課長職以上の約150人とは毎月メールでコミュニケーションをしているという

白河 すてきなエピソードですね。実際に今、その方々は連休を取っていらっしゃるんですか?

高田 はい。「16連休を使って、子どもたちと旅行に行ってきましたよ」と話してくれます。うれしいですね。長く休むことで、「あの人はこんな仕事までやってくれていたんだ」と、周りも気づくきっかけになると思うんですよ。すると、自然とお互いへの感謝の気持ちが生まれます。長期休暇はヨーロッパができて日本ができないわけはないとずっと思ってきたので、ぜひやりたいチャレンジでもありました。

10年前は土日出勤も当たり前でしたが、だいぶ空気は変わってきたと思いますね。繁忙期の冬場は月に平均6.5日程度しか休めていなかったのが、今は12~13日にまで増えていますから。

真の意味での実力勝負になる

白河 政府主導の働き方改革が始まる前から、改革を進めてこられた成果ですね。急に始めるのでは、とても対応が追いつかなかったのではと思います。

高田 たまたま私の価値観と時代の流れが合致してきました。ただ、おそらく社員にとっては、「どっちが大変?」と聞かれたら、おそらく「今のほうが大変だ」と答えると思います。

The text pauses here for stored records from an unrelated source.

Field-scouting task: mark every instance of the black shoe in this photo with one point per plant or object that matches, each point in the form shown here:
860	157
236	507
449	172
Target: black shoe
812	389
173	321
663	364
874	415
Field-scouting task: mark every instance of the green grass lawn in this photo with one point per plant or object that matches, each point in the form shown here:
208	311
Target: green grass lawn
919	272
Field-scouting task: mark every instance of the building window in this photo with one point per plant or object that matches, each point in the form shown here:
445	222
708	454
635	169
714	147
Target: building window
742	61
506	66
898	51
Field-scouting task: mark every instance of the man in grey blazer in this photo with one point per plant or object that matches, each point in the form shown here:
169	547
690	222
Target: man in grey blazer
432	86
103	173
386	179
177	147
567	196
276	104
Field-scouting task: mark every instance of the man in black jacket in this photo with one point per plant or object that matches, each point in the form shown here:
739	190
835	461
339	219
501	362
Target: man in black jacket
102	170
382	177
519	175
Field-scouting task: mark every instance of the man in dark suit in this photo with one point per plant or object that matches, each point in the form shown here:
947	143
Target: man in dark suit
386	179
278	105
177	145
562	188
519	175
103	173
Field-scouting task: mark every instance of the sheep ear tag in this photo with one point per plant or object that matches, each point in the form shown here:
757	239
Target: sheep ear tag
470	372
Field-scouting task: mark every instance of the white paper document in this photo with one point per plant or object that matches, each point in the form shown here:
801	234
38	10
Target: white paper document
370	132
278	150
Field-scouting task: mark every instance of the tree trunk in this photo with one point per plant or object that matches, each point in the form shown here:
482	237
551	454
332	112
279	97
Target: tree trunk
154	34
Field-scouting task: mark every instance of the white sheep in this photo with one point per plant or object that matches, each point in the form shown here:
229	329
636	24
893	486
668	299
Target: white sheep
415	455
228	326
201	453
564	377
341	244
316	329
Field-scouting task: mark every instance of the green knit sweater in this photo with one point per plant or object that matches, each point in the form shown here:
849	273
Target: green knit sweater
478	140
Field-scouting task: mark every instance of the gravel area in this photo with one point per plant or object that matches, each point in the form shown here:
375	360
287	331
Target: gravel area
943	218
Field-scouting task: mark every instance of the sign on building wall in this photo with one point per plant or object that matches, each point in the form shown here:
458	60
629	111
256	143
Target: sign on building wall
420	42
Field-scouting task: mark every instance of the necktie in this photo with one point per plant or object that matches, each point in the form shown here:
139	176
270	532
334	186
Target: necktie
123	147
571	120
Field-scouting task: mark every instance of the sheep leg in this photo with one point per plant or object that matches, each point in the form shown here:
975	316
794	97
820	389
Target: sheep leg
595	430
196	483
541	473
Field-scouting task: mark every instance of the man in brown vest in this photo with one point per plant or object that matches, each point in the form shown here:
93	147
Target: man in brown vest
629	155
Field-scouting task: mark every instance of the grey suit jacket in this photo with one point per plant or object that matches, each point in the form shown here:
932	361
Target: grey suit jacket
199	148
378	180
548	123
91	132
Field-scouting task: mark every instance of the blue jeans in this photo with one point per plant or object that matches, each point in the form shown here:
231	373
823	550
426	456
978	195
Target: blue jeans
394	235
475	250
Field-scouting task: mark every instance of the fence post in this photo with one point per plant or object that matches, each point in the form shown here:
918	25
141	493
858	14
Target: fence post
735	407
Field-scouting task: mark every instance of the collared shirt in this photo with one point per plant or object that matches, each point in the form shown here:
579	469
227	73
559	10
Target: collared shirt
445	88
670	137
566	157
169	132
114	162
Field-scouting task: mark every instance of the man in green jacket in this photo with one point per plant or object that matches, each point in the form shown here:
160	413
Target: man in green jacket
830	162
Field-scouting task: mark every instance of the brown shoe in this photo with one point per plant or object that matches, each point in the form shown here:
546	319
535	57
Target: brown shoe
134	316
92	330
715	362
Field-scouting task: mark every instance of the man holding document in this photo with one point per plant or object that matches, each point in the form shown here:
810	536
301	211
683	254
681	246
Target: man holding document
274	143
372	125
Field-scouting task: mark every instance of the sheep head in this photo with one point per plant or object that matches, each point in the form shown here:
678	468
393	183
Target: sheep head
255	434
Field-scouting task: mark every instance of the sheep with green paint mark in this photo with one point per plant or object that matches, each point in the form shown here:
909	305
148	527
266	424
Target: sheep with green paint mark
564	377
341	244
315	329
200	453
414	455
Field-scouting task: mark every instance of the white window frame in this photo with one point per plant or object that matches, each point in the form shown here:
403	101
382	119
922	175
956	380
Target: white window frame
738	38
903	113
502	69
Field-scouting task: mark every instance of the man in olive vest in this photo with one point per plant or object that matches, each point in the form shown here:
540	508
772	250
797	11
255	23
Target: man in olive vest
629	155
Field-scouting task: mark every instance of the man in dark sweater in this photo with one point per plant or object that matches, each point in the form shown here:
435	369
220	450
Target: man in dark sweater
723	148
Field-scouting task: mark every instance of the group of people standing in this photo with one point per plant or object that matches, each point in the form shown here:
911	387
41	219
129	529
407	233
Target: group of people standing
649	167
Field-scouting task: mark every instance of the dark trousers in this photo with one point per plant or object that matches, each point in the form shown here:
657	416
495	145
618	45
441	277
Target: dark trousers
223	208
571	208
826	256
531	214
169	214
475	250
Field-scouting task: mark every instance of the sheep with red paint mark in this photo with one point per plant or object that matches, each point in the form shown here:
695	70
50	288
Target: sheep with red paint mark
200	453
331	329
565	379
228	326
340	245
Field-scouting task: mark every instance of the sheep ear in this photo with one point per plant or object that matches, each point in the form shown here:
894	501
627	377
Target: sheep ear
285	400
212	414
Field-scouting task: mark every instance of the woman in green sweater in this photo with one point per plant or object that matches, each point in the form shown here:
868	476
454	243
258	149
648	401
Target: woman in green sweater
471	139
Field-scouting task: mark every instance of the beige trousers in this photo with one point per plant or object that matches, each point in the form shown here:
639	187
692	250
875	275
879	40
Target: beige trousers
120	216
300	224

ムダを徹底的に省いて生産性アップを求められるので、サボれないし、ボーッとできない。休みもたっぷり取れるから「こんなに働かされて」と愚痴も言えない。真の意味での実力勝負にさらされるのですから。

白河 やはり事業会社として毎日売り上げの数字が見えるわけで、数字に対しては厳しくなさっているのですか。

高田 厳しいと思います。ただ、最近はずいぶん社員が自発的に考え、ものごとを決定していってくれるようになったことが頼もしいですね。以前は、テレビで紹介する商品の決定や説明の順序すべてを父が主導で数時間かけて会議で決めていたのですが、今はほとんど現場に任せています。何か気になることがあれば理由を聞きますが、納得すれば終わり。その点では、会社全体の仕事のスピードは速くなったと思います。

白河 現場への権限委譲も進めているということですね。社員の方々がダイレクトに社長に意見を伝えられる機会も用意されているのでしょうか。

高田 従業員満足度調査を定期的に実施していて、コメントを自由に書けます。加えて、課長職以上の約150人とは毎月メールで1対1のコミュニケーションをするというのが、私の重要な仕事になっています。今月頑張ったこと、よかったこと、悪かったこと、気になる課員、自部署以外で気になること、最近導入された制度を使ってみてどう感じたか。そういった生の声を定期的に聞くことで、現場で何が起きているかを把握しているつもりです。